Willem smiled, and pushed the plate over, and Cassa grinned, and ate the rest.

Then she picked up his glass, and drank the water from that, and Willem just watched that too, still smiling a little.

“What?” Cassa said.

Willem shook his head.

Cassa drank, and then put the glass down. “I wanted to thank you for being courteous last night,” she said.

“Of course,” Willem said, seeming surprised.

“Thank you for not making me kill you,” Cassa said.

Willem just looked at her.

“I mean it,” Cassa said.

“That you would kill me?”

“Oh, obviously that. But I meant thank you for not making me. It would be a nuisance, explaining to everyone, and it’s tricky to get blood out of the sheets.”

Willem grinned, and didn’t answer. He kept sitting there, looking at Cassa. He didn’t seem to be intending to excuse himself and leave.

“Well,” Cassa said, after a moment. “What do you have planned for today?”

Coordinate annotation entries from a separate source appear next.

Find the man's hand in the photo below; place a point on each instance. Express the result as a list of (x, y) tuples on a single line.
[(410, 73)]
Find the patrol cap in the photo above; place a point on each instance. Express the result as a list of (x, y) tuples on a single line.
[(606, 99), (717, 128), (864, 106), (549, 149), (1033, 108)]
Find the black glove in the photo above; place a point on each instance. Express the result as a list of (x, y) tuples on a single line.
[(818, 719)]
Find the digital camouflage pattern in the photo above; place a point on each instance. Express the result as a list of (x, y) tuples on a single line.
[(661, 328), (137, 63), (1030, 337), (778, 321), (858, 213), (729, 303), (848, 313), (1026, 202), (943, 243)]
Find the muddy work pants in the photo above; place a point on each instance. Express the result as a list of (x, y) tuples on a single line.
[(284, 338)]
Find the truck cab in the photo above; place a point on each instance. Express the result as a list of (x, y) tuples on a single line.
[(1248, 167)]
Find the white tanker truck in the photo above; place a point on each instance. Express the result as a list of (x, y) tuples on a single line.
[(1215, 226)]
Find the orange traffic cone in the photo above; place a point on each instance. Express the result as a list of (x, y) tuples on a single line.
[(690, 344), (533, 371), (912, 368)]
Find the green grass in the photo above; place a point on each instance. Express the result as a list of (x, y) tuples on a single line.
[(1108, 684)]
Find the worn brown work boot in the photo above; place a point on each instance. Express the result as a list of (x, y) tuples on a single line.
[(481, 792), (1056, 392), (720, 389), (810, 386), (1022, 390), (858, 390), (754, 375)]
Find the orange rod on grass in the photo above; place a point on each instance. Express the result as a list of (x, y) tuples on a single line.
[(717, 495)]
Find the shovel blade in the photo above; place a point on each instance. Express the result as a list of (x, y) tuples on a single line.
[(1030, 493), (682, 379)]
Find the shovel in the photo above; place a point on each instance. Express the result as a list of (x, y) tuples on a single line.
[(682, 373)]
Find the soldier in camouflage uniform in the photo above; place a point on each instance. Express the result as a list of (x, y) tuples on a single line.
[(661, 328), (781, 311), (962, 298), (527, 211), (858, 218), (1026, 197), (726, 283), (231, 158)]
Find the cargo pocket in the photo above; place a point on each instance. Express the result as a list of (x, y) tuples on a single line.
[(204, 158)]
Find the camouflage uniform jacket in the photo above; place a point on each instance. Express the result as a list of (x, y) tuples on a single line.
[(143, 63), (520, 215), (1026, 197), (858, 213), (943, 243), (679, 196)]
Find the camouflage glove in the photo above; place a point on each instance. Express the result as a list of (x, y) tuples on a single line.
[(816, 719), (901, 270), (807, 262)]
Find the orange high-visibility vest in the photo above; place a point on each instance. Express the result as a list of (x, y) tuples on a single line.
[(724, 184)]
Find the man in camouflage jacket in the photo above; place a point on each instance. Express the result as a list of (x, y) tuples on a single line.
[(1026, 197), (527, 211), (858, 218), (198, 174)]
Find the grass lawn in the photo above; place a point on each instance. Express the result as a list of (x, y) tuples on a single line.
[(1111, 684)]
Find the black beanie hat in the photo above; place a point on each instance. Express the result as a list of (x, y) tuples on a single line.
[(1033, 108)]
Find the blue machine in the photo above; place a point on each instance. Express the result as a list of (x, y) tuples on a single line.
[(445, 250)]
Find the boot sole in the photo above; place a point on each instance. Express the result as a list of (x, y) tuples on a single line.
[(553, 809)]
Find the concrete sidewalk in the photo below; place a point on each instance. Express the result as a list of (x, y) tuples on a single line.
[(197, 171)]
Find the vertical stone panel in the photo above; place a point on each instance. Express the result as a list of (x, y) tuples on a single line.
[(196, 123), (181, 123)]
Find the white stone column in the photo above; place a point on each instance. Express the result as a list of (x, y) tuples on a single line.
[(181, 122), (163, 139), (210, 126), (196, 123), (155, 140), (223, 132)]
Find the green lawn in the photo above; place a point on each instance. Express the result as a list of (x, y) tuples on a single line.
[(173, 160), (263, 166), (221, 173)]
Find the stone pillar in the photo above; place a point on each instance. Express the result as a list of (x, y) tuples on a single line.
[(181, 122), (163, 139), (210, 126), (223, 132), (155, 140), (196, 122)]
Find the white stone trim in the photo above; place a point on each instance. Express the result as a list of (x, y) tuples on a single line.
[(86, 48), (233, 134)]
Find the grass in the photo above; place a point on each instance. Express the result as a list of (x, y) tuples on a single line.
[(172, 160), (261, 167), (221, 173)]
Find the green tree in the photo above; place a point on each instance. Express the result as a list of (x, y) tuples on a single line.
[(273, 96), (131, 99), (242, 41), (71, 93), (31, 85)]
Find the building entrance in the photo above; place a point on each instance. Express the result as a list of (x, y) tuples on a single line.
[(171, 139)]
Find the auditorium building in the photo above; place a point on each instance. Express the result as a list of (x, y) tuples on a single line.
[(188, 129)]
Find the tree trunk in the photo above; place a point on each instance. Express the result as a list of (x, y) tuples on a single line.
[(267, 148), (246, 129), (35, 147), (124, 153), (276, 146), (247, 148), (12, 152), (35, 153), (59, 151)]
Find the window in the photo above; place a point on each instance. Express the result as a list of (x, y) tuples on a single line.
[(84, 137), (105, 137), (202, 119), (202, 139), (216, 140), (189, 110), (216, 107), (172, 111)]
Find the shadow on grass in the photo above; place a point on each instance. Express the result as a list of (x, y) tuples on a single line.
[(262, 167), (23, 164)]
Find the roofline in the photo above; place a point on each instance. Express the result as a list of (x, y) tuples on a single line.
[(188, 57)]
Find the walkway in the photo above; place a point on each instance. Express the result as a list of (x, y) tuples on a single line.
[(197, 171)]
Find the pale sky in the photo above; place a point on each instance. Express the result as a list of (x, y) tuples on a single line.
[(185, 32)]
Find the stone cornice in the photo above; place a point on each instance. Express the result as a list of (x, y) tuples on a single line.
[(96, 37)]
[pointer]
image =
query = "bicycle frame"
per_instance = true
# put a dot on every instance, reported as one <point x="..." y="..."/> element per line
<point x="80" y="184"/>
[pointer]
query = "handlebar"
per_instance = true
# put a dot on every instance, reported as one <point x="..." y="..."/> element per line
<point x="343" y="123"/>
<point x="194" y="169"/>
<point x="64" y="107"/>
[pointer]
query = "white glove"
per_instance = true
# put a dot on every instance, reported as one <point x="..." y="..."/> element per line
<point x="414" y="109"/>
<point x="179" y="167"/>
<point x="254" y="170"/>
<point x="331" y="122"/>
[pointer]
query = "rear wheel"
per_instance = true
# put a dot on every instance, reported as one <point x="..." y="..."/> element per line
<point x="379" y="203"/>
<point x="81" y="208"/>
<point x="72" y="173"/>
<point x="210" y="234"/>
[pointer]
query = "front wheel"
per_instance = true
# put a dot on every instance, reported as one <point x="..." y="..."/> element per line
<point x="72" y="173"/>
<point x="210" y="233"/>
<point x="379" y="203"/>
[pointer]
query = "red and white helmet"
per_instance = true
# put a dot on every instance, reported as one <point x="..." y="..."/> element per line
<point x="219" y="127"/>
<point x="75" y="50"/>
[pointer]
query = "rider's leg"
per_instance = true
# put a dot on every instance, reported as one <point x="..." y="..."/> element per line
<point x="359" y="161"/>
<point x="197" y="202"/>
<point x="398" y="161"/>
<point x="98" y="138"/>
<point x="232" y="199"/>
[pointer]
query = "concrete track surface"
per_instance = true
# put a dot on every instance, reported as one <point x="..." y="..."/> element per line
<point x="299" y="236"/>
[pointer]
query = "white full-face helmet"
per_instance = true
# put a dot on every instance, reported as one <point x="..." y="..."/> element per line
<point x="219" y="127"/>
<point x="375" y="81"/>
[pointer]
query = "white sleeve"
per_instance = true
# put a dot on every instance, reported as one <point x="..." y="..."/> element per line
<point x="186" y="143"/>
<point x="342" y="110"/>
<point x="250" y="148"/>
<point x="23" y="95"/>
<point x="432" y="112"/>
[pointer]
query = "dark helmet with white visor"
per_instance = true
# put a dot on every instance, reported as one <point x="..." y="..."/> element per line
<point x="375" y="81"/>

“Very little, to be truthful. As usual.”

“Oh,” Cassa said. “That’s a shame. Are you bored with your dull life?”

“Not bored, just…”

Cassa waited.

“A little bored,” Willem said. “I suppose.”

“Such a shame, as I say,” Cassa said. “How very sad for you. Spending the day bored.”

“Indeed,” Willem said, a little hesitantly, as if he wasn’t sure quite what point she was making.

Cassa grinned, and reached over, and took the crust of bread from Willem’s plate. She bit into it, and began chewing on that too.

“So tell me,” she said. “Where do you plan to do it, this entire day of empty boredom of yours?”

“Where?” Willem said, as if confused.

“Yes, where.”

“Where shall I be being bored?”

“Indeed.”

Willem looked at her for a moment, then seemed to understand. “Oh,” he said, and started to smile again. “Perhaps somewhere else, not here?”

“What a good idea,” Cassa said. “Perfect. Why don’t you go and do that?”

Willem grinned. “Now?”

“Now,” Cassa said. “Please.”

She smiled, too, to make this gentler. She wasn’t meaning to be cruel, but simply to explain, to establish clear patterns, to make him understand how she needed this marriage to be.